On one day in the month, I found myself out of the house and out of insulin. Although nobody knew what I was thinking, I was kind of beating myself up over it for being so lazy and irresponsible. I knew it was time to change out my set, but kept procrastinating and eventually forgot to do it. Two days later, Shannon found herself in a similar situation. (Yes, the post is from August, but she revealed the situation on Twitter in July.) I know I’m not the only one, but it’s comforting to really see that I’m not the only one.
This one night still gives me goosebumps. A Twitter “regular” tweeted that she hadn’t tested her blood sugar in four days. Which prompted the always-inspirational, always-motivational Kim to respond with a simple “How about now? I’ll test with you! :)”. A few minutes later, she tweeted this picture (you’ll need to click it, because I don’t know how to embed Instagram posts in WordPress). What followed after was just incredible to watch unfold. PWDs from across the globe were suddenly testing their blood sugar and tweeting photos of the result. Numbers in the 50’s. Numbers in the 300s. Numbers in mmol/L’s. Some with handwritten notes. Some on Accu-Checks. Some on Verios. It was one of those spontaneous moments that was just … just watching the whole thing unfold… the only way to describe it was WOW. hashtag-diabetes, hashtag-solidarity. It was really indescribable and wonderful. It makes me know that, if I really need them, the DOC will be there for me, too.

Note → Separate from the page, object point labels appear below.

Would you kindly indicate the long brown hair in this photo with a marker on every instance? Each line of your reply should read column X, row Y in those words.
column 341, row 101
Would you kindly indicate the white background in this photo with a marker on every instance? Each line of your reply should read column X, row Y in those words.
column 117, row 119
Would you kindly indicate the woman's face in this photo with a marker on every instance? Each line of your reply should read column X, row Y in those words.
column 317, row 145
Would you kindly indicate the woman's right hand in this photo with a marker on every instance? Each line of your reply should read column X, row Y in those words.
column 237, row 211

I also watched the DOC rally this month to support Scott K. Johnson, after he wrote about how having to attend the funeral of another T1D in Mortality and Rest. There is no way that I can paraphrase his feelings and thoughts here, so you’ll just have to click over to Scott’s Diabetes and read it there. But reading this was like déjà vu to me. I’d just heard this story. A week prior, I was reunited with a T1D from my childhood. Through our discussions, he revealed that when one of the three T1Ds in our high school graduating class had died, he really struggled. When he heard that I had passed as well (later proven to be false, obviously), he nearly lost it. He figured it was hopeless, that if the two of us wouldn’t make it, neither would he. But seeing me was encouraging, and I believe — I hope — that seeing the replies that people posted on that blog were encouraging to Scott as well.
One of those comments, though, really stuck in my head. It was from Kerri, who wrote that she sometimes talks to her husband about her hopes for their daughter after she’s gone. As if it’s a certainty that the PWD won’t live as long as the person without diabetes. It makes me feel guilty for never having that conversation with my own wife. I have a responsibility to make sure my kids are taken care of, and perhaps a sense of denial has got me avoiding that obligation. Something about this comment makes me think I need to take action on something, though I’m not entirely sure what, to my to-do list.
The July DSMA Blog Carnival is over, but the topic for the month was “The diabetes community has taught me how to _______ and _______.” This month, the community meant a lot to me. If I had to fill-in-the-blanks, I suppose I’d say you folks have taught me to follow the signature tagline of Jerry Springer (from the days when he was more respectable).
“Take care of yourself … and each other.”